I am new to R but I would like to fit a Generalized Boosted Regression Modeling (gbm) package to my data. The challenge is that my response data is categorical (I want to model land cover change). What family distribution should I use for my categorical data as the available options such as “bernoulli” , “poison” seem not to be applicable. Can anyone help?

Regards


#2

If it is binary, then use “bernoulli”. If there are more than two categories, use “multinomial”. Keep in mind that, for that latter, I’ve had gbm hang indefinitely for some data sets.
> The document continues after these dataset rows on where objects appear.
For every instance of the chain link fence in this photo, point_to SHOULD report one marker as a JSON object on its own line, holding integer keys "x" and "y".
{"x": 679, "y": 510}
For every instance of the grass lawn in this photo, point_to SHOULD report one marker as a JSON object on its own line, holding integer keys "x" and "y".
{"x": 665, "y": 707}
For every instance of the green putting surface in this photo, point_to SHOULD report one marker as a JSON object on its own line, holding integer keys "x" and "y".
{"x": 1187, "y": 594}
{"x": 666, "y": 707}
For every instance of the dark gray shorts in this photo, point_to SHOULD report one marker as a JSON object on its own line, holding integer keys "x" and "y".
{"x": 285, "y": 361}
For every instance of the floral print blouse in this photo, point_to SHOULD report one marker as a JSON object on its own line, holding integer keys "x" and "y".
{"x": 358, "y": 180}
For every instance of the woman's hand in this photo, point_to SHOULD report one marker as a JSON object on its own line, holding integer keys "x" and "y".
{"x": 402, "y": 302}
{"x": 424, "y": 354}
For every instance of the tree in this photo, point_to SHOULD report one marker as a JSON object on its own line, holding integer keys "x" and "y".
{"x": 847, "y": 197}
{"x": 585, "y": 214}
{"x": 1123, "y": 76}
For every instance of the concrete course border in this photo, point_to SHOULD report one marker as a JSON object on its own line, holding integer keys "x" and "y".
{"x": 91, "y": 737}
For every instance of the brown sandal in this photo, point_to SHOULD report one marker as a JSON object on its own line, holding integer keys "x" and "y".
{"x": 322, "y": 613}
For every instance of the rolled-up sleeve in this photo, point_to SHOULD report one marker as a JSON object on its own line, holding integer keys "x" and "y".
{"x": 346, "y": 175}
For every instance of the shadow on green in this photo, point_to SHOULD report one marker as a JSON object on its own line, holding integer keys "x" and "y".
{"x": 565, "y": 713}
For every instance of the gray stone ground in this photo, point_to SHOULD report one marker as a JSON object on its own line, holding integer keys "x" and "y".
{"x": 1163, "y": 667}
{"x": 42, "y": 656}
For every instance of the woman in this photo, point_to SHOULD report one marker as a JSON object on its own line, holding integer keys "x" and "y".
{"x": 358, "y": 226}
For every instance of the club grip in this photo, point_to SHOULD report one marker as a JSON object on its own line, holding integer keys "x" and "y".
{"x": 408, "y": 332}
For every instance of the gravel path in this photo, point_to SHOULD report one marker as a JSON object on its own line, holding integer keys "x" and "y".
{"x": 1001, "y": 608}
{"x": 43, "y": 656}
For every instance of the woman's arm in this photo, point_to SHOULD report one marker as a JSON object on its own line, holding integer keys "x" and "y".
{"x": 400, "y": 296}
Alternatively, use C50 or xgboost which are IMO better.


#3

Also, be aware that there is a “machine learning and modeling” group that might get you more responses.


#4

Thank you for your assistance.

I have fitted the following model using the “multinomial” distribution:

> fit.step<- gbm.step(
+   data=data.gbm, 
+   gbm.x = 2:num.col.data.gbm,
+   gbm.y = 1,
+   family = "multinomial",
+   tree.complexity = 5,
+   #n.tree = 100,
+   #max.trees = 1000,
+   learning.rate = 0.005,
+   bag.fraction = 0.5
+ )

But I keep on getting this error message: “Error in total.deviance/n.cases: non-numeric argument to binary operator”

What could be the problem?


#5

I posted this question a few days ago on the “machine learning and modeling” group but I have not yet received any response.